Mike Scioscia remains confident in Angels
MAY 28, 2013 2:35p ET
He also discussed owner Arte Moreno’s public vote of confidence last week and what it meant to him.
“Arte has always been very supportive in private,” Scioscia revealed, “and you can see he’s been supportive publicly.
“He understands what we need to do and what our club is capable of doing. Arte has always been very supportive of us, but it is nice to get that strong public vote of confidence.”
And it’s probably no coincidence that after Moreno spoke, his team went on the tear, with just Monday’s collapse to blemish the last nine games.
“Lately we’ve put ourselves in a position to win games — and we did,” Scioscia said. “But (Monday) night we just couldn’t get it done from the pitching side of things. It’s obvious, though, that this team is going in the right direction and we can’t let one loss take away from that.
“We just have to shake it off and come back tougher in the next game.”
It may drive some people crazy to hear Scioscia talk about the “game at a time” method he and his staff have taught since the day they arrived in 2000. He very rarely projects about anything long-term, preferring to focus on that day. And it prompts critics to hammer Scioscia, pitching coach Mike Butcher, GM Jerry Dipoto and Moreno whenever the team has a bad run.
Scioscia said that until you take care of today’s business, tomorrow’s has to wait, no matter what the pundits have to say.
“When a team has a lot of expectations on it, you’re going to hear the chatter when things don’t go well,” Scioscia said. “You just can’t let it bother you and you have to find a way to concentrate on what’s right in front of you.

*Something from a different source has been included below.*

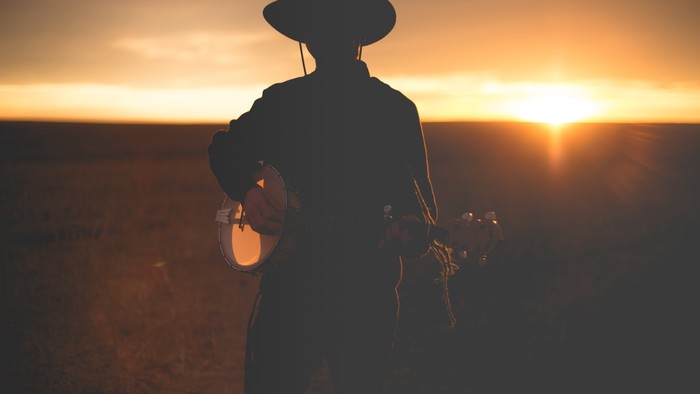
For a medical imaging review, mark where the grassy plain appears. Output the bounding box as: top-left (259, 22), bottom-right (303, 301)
top-left (1, 121), bottom-right (697, 393)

“That’s all we can do realistically. The only thing we deal with is the perspective of what’s happening here and now with our team. We worry about the team we’re playing and focus on the process of winning our next game.

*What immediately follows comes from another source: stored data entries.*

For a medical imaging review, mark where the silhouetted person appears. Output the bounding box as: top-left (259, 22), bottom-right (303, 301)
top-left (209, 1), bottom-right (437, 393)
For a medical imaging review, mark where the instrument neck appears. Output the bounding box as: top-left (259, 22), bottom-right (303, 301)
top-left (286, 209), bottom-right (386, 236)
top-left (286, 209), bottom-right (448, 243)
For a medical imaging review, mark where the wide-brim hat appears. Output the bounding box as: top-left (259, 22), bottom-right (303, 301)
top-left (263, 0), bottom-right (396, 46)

“We’ve always had a lot of faith in the team and we’re beginning to see the offense do a better job, and like I said, our starting pitching is giving us a chance in the games.

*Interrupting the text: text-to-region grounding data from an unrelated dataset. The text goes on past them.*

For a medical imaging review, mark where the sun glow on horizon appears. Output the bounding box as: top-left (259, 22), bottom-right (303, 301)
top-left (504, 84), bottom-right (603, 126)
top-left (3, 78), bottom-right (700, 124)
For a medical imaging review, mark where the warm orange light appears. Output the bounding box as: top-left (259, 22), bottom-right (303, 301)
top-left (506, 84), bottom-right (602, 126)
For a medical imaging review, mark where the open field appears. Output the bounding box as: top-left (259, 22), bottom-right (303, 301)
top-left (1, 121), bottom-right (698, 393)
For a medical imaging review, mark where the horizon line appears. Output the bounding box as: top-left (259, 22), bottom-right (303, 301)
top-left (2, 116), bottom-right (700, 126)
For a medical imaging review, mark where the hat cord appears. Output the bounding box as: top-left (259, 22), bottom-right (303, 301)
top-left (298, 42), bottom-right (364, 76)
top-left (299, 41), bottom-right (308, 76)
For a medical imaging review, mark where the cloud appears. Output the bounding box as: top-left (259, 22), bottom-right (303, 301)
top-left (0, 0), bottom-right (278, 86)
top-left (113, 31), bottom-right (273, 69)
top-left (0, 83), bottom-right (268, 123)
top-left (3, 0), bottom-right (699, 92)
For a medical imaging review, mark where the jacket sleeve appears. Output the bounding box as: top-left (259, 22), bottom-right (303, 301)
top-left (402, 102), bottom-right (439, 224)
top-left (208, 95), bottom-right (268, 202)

“It’s hard work to turn things around after the start we had, but we’re definitely going in the right direction.”
And much of the credit has to go to Scioscia and his staff, who steadfastly refused to allow their players to have a defeatist attitude when things were at their worst.
“I really think that’s the biggest thing a manager and his staff have to do,” said Scioscia, who is in his 14th season of managing the Halos. “When you’re struggling and all you’re hearing about is the team not reaching expectations, you have to help the players turn the page on a bad game. And let’s face it: If you’re not winning a lot, you’ve got guys on the field who aren’t playing well, so you try to do everything in your power to keep their confidence up.”